Und mit Darwin drehte sich die Sichtweise dann gänzlich: Aus den kleinen schlüpfrigen Dämonen wurden plötzlich unsere evolutionsgeschichtlichen Vorfahren. Die wiederum konnten nun in Kunst und Literatur sogar in menschliche Haut schlüpfen – und der Mensch in ihre. Froschkönige lassen grüßen! Sänger übrigens auch! Man sehe sich nur die vielen Ansichtskarten an, die Frösche als Sänger zeigen. Oder Ludwig Bechsteins heiteres Kinderbuch vom Frosch-Gesangverein „Brüllaria“.
Komischer Gesang für Männerstimmen – Mit obligatem Froschconcertando
Zum üblen Image der Froschlurche haben sicher auch ihre wenig harmonischen „Froschkantaten“ beigetragen. Man kann sie ab April wieder an Seen und Sümpfen vernehmen, wenn die Männchen mit ihren prallgefüllten Schallblasen versuchen, die Weibchen durch lautes Keckern und Quaken auf sich aufmerksam zu machen.
Das disharmonische Geschrei der zum Chor vereinten Solisten ist dann auch gern ein Aufhänger für allerlei Froschlieder aus menschlicher Feder gewesen. Man denke hier zum Beispiel an Albert Brachvogels Einakter „Die Frösche der Latona“, eine „Lustige Historia, in unterschiedliche Reimlein gebracht mit obligatem Froschconcertando“ aus dem Jahr 1849. Es ist eine von Franz Mücke (1819-1863) vertonte Satire auf das Revolutionsjahr 1848, in der die Volksdeputierten und die Patrizier den Chor bilden.
Ein weiteres Beispiel ist die „Froschkantate“ („In den Seen, Teichen, Bachen“) von Karl Hennig (1819-1873).
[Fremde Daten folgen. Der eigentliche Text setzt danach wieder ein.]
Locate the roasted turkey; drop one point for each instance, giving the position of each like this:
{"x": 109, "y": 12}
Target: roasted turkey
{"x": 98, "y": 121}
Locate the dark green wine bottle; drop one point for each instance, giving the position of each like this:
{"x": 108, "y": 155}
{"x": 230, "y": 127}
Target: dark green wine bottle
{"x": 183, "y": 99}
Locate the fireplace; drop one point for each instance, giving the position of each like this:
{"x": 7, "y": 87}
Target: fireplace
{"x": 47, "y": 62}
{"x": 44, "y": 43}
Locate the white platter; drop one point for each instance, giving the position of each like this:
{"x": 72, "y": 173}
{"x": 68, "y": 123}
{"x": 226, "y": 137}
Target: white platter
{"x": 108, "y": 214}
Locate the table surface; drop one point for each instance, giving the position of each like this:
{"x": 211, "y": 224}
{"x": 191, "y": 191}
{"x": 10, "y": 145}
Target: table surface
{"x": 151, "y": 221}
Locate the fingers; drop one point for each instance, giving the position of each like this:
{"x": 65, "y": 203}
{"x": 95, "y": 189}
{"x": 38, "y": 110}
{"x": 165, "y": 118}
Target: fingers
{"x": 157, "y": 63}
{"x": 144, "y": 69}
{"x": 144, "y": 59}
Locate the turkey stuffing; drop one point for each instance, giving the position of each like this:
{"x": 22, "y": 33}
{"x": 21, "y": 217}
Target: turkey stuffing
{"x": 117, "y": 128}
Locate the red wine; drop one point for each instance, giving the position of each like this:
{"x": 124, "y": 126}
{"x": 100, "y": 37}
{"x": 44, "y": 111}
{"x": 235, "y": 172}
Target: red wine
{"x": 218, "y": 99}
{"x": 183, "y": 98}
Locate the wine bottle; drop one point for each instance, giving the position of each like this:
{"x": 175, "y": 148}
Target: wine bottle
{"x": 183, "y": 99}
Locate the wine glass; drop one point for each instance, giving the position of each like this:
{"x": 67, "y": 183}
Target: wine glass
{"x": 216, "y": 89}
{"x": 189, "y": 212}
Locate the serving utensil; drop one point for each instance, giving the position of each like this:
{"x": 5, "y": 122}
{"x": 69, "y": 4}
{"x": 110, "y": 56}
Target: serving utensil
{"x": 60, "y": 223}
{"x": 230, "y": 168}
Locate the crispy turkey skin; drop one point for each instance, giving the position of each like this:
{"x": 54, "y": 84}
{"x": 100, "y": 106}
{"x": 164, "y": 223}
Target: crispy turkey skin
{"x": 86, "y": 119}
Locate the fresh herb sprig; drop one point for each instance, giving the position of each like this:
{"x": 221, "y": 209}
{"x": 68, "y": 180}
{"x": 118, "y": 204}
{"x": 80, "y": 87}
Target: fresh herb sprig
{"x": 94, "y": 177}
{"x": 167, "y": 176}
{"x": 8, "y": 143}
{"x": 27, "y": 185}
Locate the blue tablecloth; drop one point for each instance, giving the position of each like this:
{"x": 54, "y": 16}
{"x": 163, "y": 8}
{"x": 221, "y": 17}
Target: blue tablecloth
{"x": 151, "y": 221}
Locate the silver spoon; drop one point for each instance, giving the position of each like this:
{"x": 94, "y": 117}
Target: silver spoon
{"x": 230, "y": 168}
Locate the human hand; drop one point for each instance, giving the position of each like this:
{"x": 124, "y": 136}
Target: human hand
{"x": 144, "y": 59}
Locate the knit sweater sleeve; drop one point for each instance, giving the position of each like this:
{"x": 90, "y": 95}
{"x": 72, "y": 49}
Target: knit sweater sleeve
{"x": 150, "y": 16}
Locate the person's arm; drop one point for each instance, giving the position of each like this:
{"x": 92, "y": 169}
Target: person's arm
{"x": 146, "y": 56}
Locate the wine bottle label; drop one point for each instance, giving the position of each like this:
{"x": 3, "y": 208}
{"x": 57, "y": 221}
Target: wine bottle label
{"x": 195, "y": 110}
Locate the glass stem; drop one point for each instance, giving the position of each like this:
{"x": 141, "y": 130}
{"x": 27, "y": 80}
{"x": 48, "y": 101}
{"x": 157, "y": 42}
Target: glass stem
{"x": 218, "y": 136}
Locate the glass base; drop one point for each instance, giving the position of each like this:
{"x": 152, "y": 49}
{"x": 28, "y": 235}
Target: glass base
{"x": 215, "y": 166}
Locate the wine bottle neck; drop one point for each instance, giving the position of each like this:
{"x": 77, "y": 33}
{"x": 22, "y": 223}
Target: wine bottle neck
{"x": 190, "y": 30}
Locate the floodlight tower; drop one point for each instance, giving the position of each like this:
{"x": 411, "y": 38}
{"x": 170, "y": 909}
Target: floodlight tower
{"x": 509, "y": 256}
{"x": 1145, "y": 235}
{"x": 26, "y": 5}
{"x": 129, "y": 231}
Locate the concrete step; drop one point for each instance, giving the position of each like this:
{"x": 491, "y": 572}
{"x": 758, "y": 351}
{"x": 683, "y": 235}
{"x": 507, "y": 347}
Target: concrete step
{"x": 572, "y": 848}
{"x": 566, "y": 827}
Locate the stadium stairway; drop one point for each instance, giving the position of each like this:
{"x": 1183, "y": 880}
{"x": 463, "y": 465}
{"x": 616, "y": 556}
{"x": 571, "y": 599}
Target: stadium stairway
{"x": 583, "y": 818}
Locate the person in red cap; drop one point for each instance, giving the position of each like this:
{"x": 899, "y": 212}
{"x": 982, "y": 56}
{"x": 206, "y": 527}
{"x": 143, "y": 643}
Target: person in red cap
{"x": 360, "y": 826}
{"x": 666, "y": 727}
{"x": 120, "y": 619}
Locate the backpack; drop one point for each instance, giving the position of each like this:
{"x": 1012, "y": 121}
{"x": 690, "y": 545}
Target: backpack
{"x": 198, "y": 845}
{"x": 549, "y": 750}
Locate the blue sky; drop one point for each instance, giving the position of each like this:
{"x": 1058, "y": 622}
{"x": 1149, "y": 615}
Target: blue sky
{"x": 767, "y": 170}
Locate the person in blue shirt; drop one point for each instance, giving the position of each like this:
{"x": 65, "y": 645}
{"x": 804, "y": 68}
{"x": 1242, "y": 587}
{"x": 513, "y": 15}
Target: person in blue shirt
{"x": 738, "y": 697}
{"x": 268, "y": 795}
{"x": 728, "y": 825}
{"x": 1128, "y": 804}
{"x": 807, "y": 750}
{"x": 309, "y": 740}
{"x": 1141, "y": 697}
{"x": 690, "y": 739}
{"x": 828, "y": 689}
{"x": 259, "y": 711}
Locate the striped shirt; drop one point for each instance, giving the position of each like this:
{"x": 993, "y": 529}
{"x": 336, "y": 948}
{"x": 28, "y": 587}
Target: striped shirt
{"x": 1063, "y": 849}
Dieser „Komische Gesang für Männerstimmen“ war längere Zeit recht beliebt und ist auch heute noch manchmal auf heiteren Konzertprogrammen zu finden.
Große Frösch, kleine Frösch quaken zugleich!
Ein modernes Kinderlied beschreibt die Aufführungssituation singender Frösche schlicht so:
Heut ist Konzert bei den Fröschen am Teich, große Frösch, kleine Frösch quaken zugleich!
Quak quak quak quak, quak quak quak quak!
Etwas anspruchsvoller im Text, für einen erwachsenen Solisten und einen ein- bis zweistimmigen Kinderchor konzipiert, ist das heute sehr gern aufgeführte „Froschkonzert mit Dagobert“ von Peter Schindler (2014):
Heut Abend gibt Frosch Dagobert
mit seinem Froschchor ein Konzert.
Zu hör´n im schönsten Froschtutti
ist Mozarts Krötensinfonie.
Ein jeder hat sich fein gemacht
fürs Wunschkonzert um halber acht.
Vorhang auf, der Froschchor bebt,
wenn Dagobert den Taktstock hebt.
Quaaak, quak, quak, quak …
Von Kuno Knallfrosch bis Kermit the Frog
Eine ganze Reihe weiterer Stücke, die auf die kindliche Musik- und Bewegungspädagogik ausgerichtet sind, ließe sich hier noch anfügen, zum Beispiel das Mini-Musical „Kuno Knallfrosch“ oder „Fränki-Frosch und die Mondscheintomate“ mit „swingenden Melodien und groovigen Beats“.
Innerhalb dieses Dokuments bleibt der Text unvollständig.